I can’t see any imminent pick up in activity, as I’m due to fly out to the US for several months, in a week’s time. This will be an adventure and I suspect the trend of doing things rather than writing about things will continue.

However, not wishing to totally drop the ball, here are the ideas, topics, cool things etc. that are buzzing around my head at the moment.

  • Start a travelog? Can I combine my pending travels and interest in photography with blogmapper’s technology to create a snail trail of my movements linked to photos of the places I go to?
  • Staying in touch with friends. iChat AV is compatible with AOL, so I’m planning to get my home pc set up with a webcam so my flatmate and I can chat over the interweb.
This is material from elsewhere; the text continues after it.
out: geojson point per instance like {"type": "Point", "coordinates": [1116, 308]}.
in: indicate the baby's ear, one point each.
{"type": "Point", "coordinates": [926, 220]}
Finally, a reason to own an iSight.
  • Start writing my ‘technical issues I’ve seen on every project I’ve worked on’ magnum opus.
  • Camino. Will probably replace Safari as my browser of choice, as Safari occasionally barfs and gets into infinite loops on sites with complex redirects.
  • Write down my crazy idea that Smalltalk could make a comeback if it had a sufficiently credible brand backing it up. Hint: Apple
  • Keep a close eye on WordPress as a potential competitor to Moveable Type

Searchable Images

EXIF, IPTC, Dublin-core, huh?

Crash-only Systems

Finally got around to reading this paper about crash-only software. What a great idea. Given that fatal errors that require a component be restarted are by their nature unanticipated and almost impossible to design out, why not make crash/reboot the default mode of operation? If a system is designed to be safely arbitrarily crashed and restarted, then the number of fail/recovery scenarios is reduced to one.

The paper takes a number of good ideas for building robust distributed systems, and turns them up to 11. Go read it.

Who needs a messaging system?

One of my colleagues, Steve, spoke to me the other day about using SMTP for application integration.

Its something that I’ve thought about from time to time, and it just seems to make sense. Here is a protocol that has been around for years, is battle-tested, and is used by millions of systems all over the world to reliably transfer messages. In case you haven’t guessed yet, SMTP is the protocol used for email. Why spend a fortune on enterprise message brokers, when you could download exim or postfix (or sendmail if you’re a masochist). Most linux, BSD or unix boxes will probably have one of these installed already.

SMTP is point to point, so what if we want pub-sub? Handily, there is a protocol called NNTP which has been around about as long as SMTP. This is the protocol that USENET (aka newsgroups) uses.

I definitely think that there is much our industry could learn from technologies invented 20 or more years ago.

The bar is higher now

Michael Feathers tells it like it is:

You think your design is good? Pick a class, any class, and try to instantiate it in a test harness. I used to think that my earlier designs were good until I started to apply that test. We can talk about coupling and encapsulation and all those nice pretty things, but put your money where your mouth is.

Whither Prolog

Just read a Byte article dating back to 1995 that predicted that Constraint Logic Programming in Prolog would be the programming paradigm that would gain the most commercial significance over the next 5 years.

Hands up if you’ve heard of Constraint Logic Programming.

Slightly sad thing is that CLP does actually look very interesting, as it seeks to tackle the NP-complete class of problems that traditional programming solutions are generally bad at.

Genetic algorithms appear to be more in vogue for NP-complete problems at the moment, possibly because to implement a performant CLP system you generally need an implementation of Prolog, whereas its possible to write a genetic algorithm in any current commodity OO language.